Boys (initially as young as ten, though later the age was raised) began their working life as pit lads, assisiting with a variety of tasks, such as cleaning lamps or walking pit ponies. The stronger ones became trammers, helping to fill and move coal trucks underground. The strongest and most skilled men became hewers, who cut the coal. The men who did not make the grade as trammers often found unskilled work above ground, though at a lower rate of pay. Skilled men who became too ill to work underground might also step back into an unskilled labourer role.
A few workers, who probably had technical skills, authority and initiative rose to be foremen, who were variously known as banksmen or pit deputies. They were responsible for ensuring that the mine was worked in an orderly manner, and allowed to use explosives to blast coal loose. The coal industry could provide skilled working men and their families with a good living, but it was also prone to periods of reduced demand, when wages, and therefore living standards fell.
The industry was a dangerous one. What are now seen as avoidable accidents, were, in the nineteenth century, regarded as part of the job. The section about coal mining cover some of the major accidents and incidents affecting the Jarratts community and an ever-growing roll of honour to remember any Jarratts resident who lost his life in the coal industry, whether or not he was living at Jarratts at that time.
As wives, mothers and daughters looking after a family and a home, perhaps also helping older relatives who lived nearby, women played an important role, and a tiring one.
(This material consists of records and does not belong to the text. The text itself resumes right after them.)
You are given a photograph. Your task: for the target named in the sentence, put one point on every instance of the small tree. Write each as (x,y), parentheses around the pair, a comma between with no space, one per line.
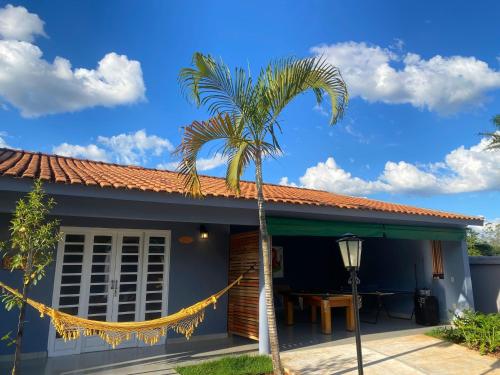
(494,136)
(30,249)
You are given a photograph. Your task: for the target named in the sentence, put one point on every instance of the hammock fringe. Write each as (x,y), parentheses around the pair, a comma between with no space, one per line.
(184,322)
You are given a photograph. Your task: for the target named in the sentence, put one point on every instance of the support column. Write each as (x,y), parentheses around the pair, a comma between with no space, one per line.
(467,285)
(263,326)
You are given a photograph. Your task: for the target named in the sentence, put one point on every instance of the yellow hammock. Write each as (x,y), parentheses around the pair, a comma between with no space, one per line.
(71,327)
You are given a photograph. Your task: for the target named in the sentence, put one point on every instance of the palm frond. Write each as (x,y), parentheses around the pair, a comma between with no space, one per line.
(284,79)
(239,159)
(198,134)
(210,83)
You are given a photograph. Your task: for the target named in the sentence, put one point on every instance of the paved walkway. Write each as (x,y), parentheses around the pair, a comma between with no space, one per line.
(415,354)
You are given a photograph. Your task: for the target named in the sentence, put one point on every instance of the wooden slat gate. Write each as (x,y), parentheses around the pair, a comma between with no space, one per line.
(243,305)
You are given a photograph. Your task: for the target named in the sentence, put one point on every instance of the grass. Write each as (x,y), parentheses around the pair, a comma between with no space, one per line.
(239,365)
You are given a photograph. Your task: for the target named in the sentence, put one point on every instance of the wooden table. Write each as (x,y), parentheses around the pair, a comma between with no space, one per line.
(325,302)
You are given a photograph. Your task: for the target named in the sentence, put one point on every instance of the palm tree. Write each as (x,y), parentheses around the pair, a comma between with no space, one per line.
(495,136)
(244,121)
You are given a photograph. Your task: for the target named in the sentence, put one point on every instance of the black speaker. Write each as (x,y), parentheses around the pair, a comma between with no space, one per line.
(426,310)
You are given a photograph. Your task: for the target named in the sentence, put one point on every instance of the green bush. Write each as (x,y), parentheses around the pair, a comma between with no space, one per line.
(476,330)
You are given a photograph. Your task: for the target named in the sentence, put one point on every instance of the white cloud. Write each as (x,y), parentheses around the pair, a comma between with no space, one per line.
(3,142)
(132,148)
(91,151)
(38,87)
(284,181)
(442,84)
(16,23)
(463,170)
(202,164)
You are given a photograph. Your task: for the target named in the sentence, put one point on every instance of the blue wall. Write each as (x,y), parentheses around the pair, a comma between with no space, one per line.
(197,270)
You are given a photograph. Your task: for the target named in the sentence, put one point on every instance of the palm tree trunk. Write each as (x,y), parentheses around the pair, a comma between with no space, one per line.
(20,331)
(16,369)
(268,275)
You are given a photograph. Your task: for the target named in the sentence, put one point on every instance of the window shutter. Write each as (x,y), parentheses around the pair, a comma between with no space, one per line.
(437,260)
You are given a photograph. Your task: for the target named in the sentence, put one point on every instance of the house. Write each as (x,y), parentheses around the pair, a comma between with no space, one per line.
(132,248)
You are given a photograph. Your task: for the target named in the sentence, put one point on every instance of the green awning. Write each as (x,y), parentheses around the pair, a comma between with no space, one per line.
(280,226)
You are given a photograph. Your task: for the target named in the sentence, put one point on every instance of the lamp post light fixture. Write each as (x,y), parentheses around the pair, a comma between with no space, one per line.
(350,249)
(203,232)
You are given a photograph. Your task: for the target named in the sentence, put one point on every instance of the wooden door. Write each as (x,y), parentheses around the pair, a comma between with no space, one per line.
(243,305)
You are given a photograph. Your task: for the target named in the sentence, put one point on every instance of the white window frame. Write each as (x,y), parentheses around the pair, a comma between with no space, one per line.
(89,232)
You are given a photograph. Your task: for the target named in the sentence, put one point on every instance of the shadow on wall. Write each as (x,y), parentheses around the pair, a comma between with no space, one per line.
(485,275)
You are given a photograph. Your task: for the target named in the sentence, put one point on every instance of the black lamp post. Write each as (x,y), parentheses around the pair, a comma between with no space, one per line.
(350,249)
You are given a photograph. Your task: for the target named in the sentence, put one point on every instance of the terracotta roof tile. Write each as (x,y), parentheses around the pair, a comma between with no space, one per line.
(60,169)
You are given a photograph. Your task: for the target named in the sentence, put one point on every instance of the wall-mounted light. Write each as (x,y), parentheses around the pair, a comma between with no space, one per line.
(203,232)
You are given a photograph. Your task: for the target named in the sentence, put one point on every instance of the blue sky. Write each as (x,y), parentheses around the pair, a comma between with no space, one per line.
(424,80)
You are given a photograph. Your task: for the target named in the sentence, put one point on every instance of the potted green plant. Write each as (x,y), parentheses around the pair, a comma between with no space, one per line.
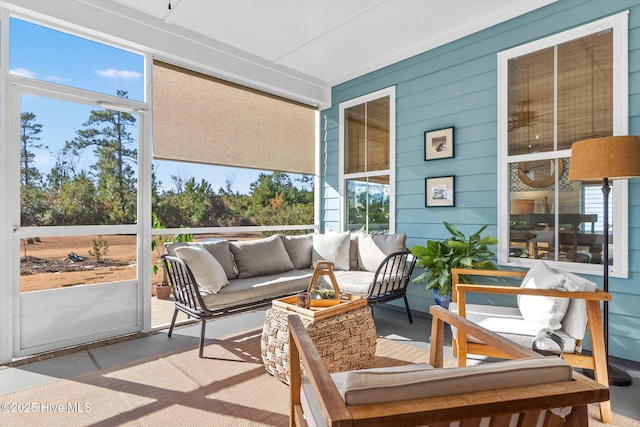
(163,289)
(437,259)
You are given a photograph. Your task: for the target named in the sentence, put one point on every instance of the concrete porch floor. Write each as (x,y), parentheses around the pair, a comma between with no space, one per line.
(390,322)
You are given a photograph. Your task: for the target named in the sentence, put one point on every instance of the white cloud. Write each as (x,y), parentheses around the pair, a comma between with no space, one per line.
(55,79)
(23,72)
(118,74)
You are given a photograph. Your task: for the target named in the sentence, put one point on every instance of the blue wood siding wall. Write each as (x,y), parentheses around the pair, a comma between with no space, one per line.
(456,85)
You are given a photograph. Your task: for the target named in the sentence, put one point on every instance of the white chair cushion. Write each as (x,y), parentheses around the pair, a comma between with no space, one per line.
(544,311)
(574,322)
(205,268)
(374,248)
(509,323)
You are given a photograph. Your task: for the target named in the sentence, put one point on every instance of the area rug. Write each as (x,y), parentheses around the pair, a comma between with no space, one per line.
(229,387)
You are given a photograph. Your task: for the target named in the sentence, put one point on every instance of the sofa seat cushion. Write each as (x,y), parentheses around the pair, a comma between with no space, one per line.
(378,385)
(509,323)
(260,257)
(333,247)
(359,282)
(354,282)
(242,291)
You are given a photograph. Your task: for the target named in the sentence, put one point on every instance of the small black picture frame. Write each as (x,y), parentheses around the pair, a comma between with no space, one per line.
(439,191)
(438,144)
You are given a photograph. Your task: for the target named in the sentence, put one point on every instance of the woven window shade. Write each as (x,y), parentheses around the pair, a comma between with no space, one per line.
(584,95)
(367,136)
(201,119)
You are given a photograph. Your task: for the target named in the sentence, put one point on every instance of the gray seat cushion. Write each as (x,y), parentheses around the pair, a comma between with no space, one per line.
(242,291)
(260,257)
(378,385)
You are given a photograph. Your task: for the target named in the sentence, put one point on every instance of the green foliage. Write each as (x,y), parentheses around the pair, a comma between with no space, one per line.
(107,132)
(106,191)
(100,248)
(439,257)
(29,129)
(157,245)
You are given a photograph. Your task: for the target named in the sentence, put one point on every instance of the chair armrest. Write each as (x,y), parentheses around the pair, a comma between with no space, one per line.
(301,347)
(598,294)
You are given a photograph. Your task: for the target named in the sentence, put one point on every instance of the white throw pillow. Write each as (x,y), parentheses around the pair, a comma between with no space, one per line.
(574,322)
(332,247)
(205,268)
(545,311)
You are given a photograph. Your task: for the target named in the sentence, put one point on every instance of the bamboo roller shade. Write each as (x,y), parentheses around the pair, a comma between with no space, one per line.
(201,119)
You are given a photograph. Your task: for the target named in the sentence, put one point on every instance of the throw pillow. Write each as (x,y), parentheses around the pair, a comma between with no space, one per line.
(545,311)
(261,257)
(221,252)
(332,247)
(574,321)
(207,271)
(374,248)
(299,250)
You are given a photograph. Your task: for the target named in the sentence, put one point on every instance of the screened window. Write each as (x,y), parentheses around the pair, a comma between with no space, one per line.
(554,92)
(367,152)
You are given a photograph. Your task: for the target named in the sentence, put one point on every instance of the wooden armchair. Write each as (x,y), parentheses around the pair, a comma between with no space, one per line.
(316,400)
(507,322)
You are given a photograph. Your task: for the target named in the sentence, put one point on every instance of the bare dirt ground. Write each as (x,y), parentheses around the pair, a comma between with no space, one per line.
(46,264)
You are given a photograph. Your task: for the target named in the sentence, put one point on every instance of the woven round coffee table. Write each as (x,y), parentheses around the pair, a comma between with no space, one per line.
(345,340)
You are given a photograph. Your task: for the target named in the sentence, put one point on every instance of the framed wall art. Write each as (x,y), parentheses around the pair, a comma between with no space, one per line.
(438,144)
(439,191)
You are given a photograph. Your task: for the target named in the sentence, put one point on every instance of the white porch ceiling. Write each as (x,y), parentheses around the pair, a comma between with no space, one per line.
(332,40)
(298,49)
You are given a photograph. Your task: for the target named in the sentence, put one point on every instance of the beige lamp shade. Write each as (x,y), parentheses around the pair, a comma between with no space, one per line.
(612,157)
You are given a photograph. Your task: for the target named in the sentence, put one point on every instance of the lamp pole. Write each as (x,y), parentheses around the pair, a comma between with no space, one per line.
(616,375)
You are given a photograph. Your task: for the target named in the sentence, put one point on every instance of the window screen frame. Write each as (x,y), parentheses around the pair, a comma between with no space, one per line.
(390,172)
(619,24)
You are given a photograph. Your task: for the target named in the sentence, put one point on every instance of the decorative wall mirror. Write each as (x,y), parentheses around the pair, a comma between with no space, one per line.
(539,173)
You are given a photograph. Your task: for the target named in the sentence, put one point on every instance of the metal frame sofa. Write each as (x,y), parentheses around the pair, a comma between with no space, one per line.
(219,278)
(532,390)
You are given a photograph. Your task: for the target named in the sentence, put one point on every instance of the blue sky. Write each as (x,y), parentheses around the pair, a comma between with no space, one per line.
(56,57)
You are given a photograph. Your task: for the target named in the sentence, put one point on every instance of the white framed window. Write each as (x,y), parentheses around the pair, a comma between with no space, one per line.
(367,162)
(551,93)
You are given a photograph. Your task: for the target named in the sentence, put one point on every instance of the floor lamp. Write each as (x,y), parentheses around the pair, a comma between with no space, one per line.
(604,159)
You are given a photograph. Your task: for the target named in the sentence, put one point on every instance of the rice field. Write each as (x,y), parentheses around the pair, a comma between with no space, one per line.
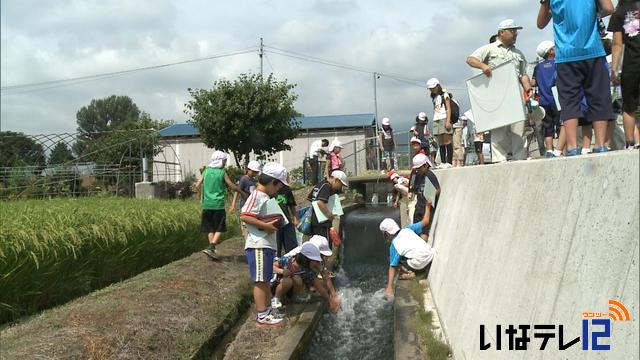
(52,251)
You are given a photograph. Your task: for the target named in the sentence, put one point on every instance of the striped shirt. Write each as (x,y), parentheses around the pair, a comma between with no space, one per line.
(575,29)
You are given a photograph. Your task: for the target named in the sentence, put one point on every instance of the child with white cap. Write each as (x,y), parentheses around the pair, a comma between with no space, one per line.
(212,186)
(421,172)
(407,250)
(246,184)
(387,144)
(260,244)
(334,161)
(294,273)
(332,185)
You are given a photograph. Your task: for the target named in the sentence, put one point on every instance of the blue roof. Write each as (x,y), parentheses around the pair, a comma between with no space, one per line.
(306,123)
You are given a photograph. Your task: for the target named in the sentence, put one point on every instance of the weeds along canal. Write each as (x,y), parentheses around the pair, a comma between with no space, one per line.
(364,328)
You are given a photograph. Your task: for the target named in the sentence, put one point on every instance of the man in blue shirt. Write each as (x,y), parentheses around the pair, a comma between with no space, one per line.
(581,65)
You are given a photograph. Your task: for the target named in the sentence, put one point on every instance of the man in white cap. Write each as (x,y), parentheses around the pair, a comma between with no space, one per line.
(213,184)
(387,144)
(407,250)
(421,172)
(507,140)
(321,192)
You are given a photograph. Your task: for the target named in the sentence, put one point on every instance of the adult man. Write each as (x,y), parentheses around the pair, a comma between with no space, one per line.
(581,66)
(407,250)
(317,149)
(508,139)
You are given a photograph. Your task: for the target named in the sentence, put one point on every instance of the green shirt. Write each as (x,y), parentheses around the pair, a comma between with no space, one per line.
(213,189)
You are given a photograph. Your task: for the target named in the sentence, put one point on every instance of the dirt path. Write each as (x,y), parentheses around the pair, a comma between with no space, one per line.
(165,313)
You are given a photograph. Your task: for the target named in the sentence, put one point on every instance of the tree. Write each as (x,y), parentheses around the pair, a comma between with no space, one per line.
(103,115)
(17,149)
(250,114)
(60,154)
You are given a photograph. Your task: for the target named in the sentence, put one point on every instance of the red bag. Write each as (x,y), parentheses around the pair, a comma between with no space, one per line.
(335,237)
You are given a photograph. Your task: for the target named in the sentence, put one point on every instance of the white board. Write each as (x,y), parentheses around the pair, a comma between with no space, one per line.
(496,101)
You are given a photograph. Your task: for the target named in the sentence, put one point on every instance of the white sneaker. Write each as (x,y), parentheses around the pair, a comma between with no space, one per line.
(270,320)
(275,303)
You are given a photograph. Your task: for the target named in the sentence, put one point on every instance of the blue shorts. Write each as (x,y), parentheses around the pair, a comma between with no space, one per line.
(260,264)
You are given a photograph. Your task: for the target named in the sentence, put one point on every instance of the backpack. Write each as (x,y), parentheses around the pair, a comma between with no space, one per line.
(455,108)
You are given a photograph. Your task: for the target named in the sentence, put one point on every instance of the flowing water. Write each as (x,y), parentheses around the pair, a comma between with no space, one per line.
(364,328)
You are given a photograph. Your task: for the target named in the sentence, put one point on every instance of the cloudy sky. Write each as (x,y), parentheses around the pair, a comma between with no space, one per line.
(51,40)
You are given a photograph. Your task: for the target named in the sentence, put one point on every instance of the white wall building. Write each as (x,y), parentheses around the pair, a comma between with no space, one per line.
(183,151)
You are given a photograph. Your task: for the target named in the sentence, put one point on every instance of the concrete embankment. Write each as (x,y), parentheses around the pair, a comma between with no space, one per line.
(538,243)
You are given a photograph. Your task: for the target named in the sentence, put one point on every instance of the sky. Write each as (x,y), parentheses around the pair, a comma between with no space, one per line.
(45,41)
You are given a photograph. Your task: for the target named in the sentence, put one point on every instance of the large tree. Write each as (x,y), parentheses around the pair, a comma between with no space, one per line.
(17,149)
(103,115)
(250,114)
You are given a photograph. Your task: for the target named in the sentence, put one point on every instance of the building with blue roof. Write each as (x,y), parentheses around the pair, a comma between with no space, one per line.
(183,152)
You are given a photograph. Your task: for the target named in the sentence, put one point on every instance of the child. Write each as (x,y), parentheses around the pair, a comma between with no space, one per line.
(212,184)
(334,161)
(246,184)
(286,236)
(387,144)
(321,193)
(260,245)
(294,273)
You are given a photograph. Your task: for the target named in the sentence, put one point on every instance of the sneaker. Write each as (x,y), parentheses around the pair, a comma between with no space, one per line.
(268,321)
(275,303)
(211,252)
(573,152)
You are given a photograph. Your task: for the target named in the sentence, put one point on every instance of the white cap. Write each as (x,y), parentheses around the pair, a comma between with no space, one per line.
(389,226)
(322,244)
(544,47)
(340,175)
(336,143)
(254,165)
(431,83)
(469,115)
(310,251)
(508,24)
(276,171)
(217,159)
(421,159)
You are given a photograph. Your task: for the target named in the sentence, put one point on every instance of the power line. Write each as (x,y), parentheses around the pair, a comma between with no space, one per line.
(123,72)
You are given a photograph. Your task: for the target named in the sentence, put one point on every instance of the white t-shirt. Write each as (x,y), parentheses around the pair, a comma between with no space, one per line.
(252,207)
(411,246)
(440,108)
(314,149)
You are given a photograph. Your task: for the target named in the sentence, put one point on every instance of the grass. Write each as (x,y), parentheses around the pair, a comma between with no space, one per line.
(432,346)
(56,250)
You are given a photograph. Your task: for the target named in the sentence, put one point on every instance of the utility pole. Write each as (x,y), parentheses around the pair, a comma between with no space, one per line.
(375,106)
(261,53)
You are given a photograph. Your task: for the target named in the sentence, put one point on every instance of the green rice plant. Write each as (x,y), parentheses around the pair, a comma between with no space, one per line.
(52,251)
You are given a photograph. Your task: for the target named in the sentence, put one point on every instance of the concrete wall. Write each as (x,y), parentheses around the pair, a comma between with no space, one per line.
(537,242)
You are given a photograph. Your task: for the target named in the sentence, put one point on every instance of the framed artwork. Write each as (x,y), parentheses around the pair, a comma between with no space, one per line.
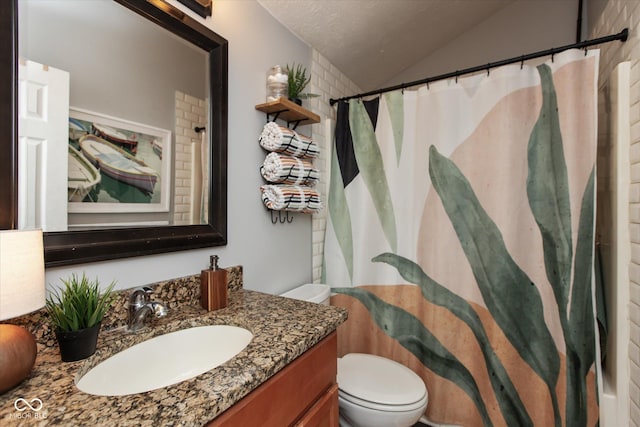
(116,165)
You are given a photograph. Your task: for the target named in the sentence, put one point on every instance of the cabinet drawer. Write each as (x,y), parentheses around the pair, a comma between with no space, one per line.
(283,399)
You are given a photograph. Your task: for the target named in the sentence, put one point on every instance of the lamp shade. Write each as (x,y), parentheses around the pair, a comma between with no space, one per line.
(22,284)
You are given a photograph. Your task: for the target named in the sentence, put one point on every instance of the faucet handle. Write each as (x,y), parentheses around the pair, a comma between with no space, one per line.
(140,296)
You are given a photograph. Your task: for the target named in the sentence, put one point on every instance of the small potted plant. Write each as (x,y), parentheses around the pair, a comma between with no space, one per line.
(298,81)
(76,313)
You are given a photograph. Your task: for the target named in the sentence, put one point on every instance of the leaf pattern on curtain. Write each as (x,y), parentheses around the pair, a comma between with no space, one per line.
(411,333)
(372,169)
(512,408)
(513,301)
(339,213)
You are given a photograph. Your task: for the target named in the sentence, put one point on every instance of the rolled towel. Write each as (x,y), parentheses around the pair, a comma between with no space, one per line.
(283,169)
(293,198)
(280,139)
Regrettably, it is difficult to find information about most women as their contribution to the community was rarely recorded, even on censuses.
Some information is available in newspapers, but this is partial and mainly refers to incidents when a woman found herself in court. The roll of dishonour pages include several examples of women who were summonsed for trivial incidents. Many of these reveal the difficult conditions that women had to contend with.